Looking at Space to Solve Earth's Problems

'Destination Moon: more missions, more science' is Heathdale's Science Week theme. But it's not just about space, it's also about solving real problems here on earth.

Heathdale flower

August 10th is the launch of National Science week. ‘Destination Moon: more missions, more science’ is the school theme. Teachers and students are poised to discover past missions to the Moon and space programs, as well as engage with current and future space programs, operations and missions. Many of these missions use big-picture scientific thinking to solve seemingly unsolvable problems, and technology, engineering and mathematics to design new solutions. Which is exactly the sort of thinking we encourage in our science curriculum.

It’s important that we take the time to stop and wonder in class, a skill that we adults often set aside in the busy-ness of life. Children have a natural awe of God’s creation, and our science curriculum starts from Prep by looking at the ‘wow’ moments. In the study of science, we are called to have a worship response; to marvel at and discover what we have been given to take care of.

It is also important in our lessons that we inspire our children to use their scientific gifts to bring about peace and restoration. To be agents of change, redemption and healing for the sick. Therefore, we teach every lesson through a specific lens.
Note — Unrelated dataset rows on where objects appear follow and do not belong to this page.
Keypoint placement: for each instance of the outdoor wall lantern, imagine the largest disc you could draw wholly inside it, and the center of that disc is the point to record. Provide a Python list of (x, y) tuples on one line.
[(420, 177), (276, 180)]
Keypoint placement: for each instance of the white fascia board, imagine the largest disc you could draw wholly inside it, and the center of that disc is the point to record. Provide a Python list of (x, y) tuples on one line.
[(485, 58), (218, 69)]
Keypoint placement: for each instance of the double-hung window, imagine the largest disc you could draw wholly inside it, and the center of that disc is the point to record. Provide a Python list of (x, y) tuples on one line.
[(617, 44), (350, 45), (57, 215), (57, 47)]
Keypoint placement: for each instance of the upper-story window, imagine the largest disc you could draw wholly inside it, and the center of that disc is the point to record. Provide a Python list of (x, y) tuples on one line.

The lens is: Is this a good idea long term? Do we reduce suffering and improve conditions if we do this?

We can’t all be the next Thomas Edison, but someone from this school may come up with a simple solution that has a dramatic effect. Just like the following:
In many parts of rural Africa, where the lack of access to or high cost of electricity prevents many people from basics most of us take for granted, like refrigerators. Bah Abba’s innovative food-cooling system adapted old-world technology into inexpensive, portable refrigerators that are particularly effective in desert climates, where fruits, vegetables, and other perishables can quickly spoil. Abba saw an opportunity to raise living standards for rural Nigerians. In the late 1990s, he developed a pot-in-pot system that could extend the shelf life of perishables from a couple of days to weeks.

His concept costs about two dollars and is decidedly low tech. It consists of two earthenware pots, one smaller than the other. The outer pot is filled with wet sand, while the inner pot, used to store foods, is covered with a wet cloth.

As the water in the sand in the outer pot evaporates, the inner pot is cooled to as low as 40ºF, preventing bacteria from flourishing and keeping foods, or even vaccines that require refrigeration, safe.

Before his death in 2010, Abba continually refined the pot-in-pot system, then hired local potmakers — at his own expense — to mass-produce a first batch of 5000 pots, distributing them to five villages. He eventually supplied another dozen local villages with 7000 pots.

Over 100,000 earthenware pots — once hailed by Time magazine as one of the best inventions of the year — have been distributed in rural Nigeria, Cameroon, Chad, Eritrea, and Sudan.

The moon might seem a stretch too far, but simple clay pot ideas are much more manageable. Let’s try to encourage our children to take simple ideas and put them to good use, more science is what we need. What did your child learn in science today?